The paper introduces a resource-efficient quantum imaginary time evolution algorithm (smQITE) that achieves high accuracy in molecular ground state calculations with shallow circuits, suitable for current NISQ devices.

Contribution

It presents a novel step-merged quantum imaginary time evolution method that maintains fixed shallow circuit depth and matches VQE accuracy without complex optimization.

Findings

smQITE achieves high-accuracy molecular ground states.

The method reduces quantum resource requirements.

It is implementable on current quantum hardware.

Abstract

We develop a resource efficient step-merged quantum imaginary time evolution approach (smQITE) to solve for the ground state of a Hamiltonian on quantum computers. This heuristic method features a fixed shallow quantum circuit depth along the state evolution path.
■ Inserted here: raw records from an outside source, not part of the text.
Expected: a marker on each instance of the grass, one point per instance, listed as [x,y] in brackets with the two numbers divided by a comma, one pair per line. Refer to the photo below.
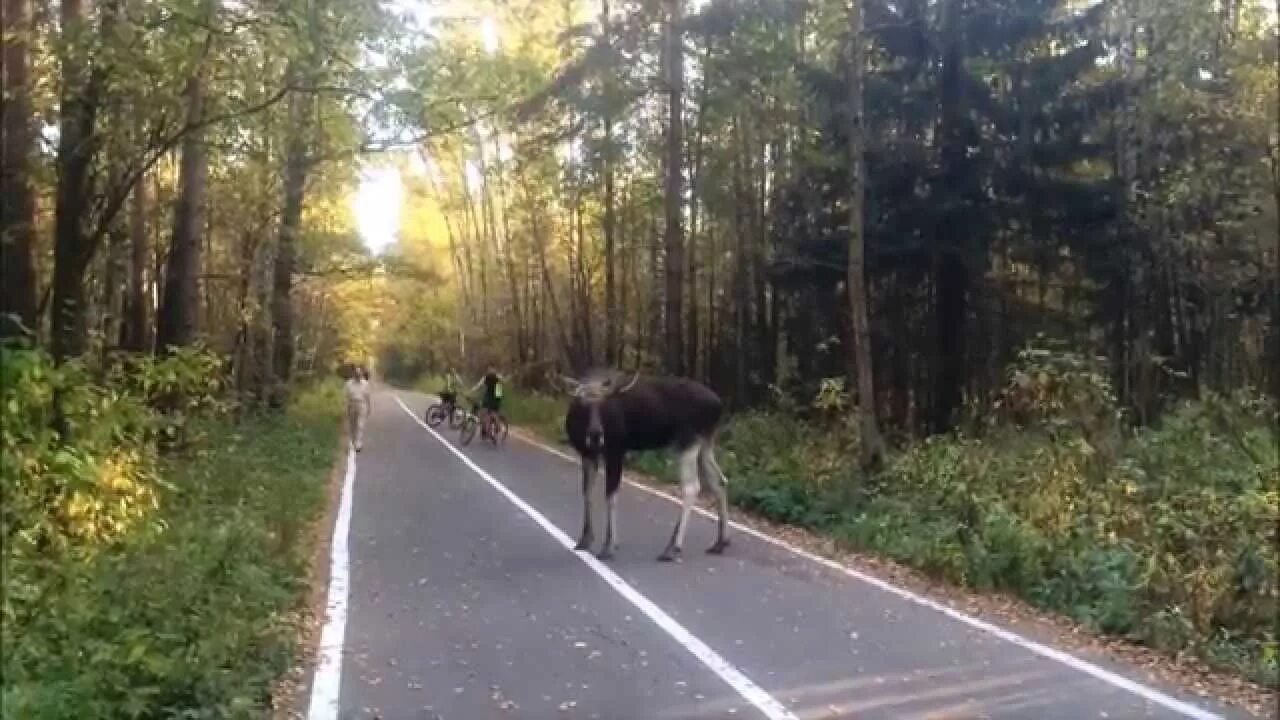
[195,614]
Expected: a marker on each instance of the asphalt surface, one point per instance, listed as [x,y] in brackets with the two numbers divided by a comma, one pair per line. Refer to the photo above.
[464,607]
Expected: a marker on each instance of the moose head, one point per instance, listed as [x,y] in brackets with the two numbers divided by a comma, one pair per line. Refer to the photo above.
[592,395]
We use this algorithm to determine binding energy curves of a set of molecules, including H$_2$, H$_4$, H$_6$, LiH, HF, H$_2$O and BeH$_2$, and find highly accurate results. The required quantum resources of smQITE calculations can be further reduced by adopting the circuit form of the variational quantum eigensolver (VQE) technique, such as the unitary coupled cluster ansatz. We demonstrate that smQITE achieves a similar computational accuracy as VQE at the same fixed-circuit ansatz, without requiring a generally complicated high-dimensional non-convex optimization. Finally, smQITE calculations are carried out on Rigetti quantum processing units (QPUs), demonstrating that the approach is readily applicable on current noisy intermediate-scale quantum (NISQ) devices.